• Edson Grandisoli

Educação para Mobilização


Os ecos das ocupações em São Paulo certamente serão ouvidos ainda por muito tempo. Na verdade, tenho utilizado a palavra libertação.

Grandes movimentos e transformações não começam com um grande número de pessoas, e o espírito guerreiro de alguns foi capaz de gerar o quase inimaginável em um processo de rede orgânico, organizado e fundado nos sentimentos de justiça e solidariedade.

Para mim, um dos muitos ganhos dessa revolução pacífica ainda virá em um âmbito mais privado, porém não menos significativo: a sala de aula.

Ficam as perguntas aos educadores: Como começar 2016 pensando em ensinar Matemática, Biologia, Química, Geografia, etc., da mesma forma, considerando que a escola ganhou para alunos e comunidade um novo significado político e social?
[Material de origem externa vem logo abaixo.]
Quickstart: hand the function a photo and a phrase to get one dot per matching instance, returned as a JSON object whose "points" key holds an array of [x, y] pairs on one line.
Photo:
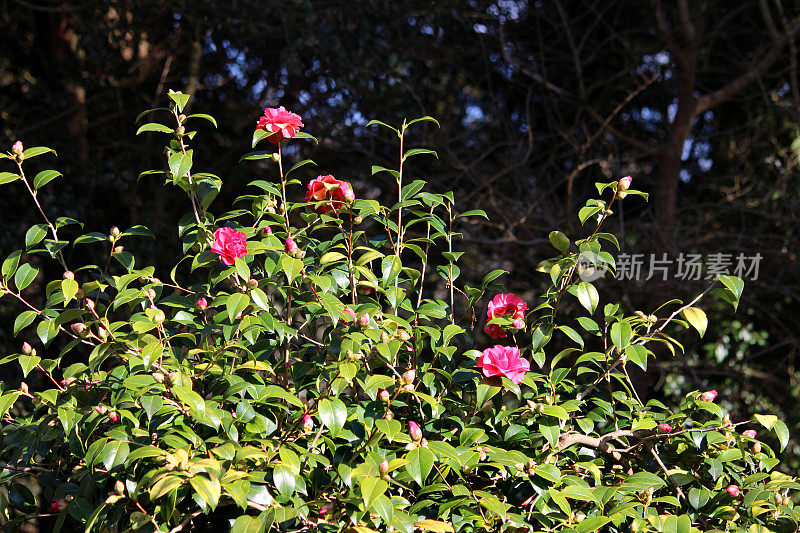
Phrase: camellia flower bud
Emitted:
{"points": [[58, 506], [708, 396], [308, 423], [415, 431]]}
Como aproveitar de forma plena esse momento para mudar também a forma de ensinar e se relacionar com os estudantes?

Enfim, como ressignificar a escola do ponto de vista de participação, ensino e aprendizagem?

Vejo que muitas das lições que aprendi graças às “libertações” podem servir de inspiração para uma nova prática em 2016, pois de alguma forma trazem consigo valores a serem cultivados no trabalho da sala de aula e da escola como um todo. Entre elas, compartilho três:

1- Contexto e reconhecimento: as alterações propostas na rede afetam diretamente milhares de alunos, professores, gestores e famílias. O reconhecimento dessa situação como insustentável dentro de um contexto social e político garantiram o envolvimento de muitos. Ou seja, a reação desejada só acontece verdadeiramente se faz sentido para a maioria, ou seja, se há contexto.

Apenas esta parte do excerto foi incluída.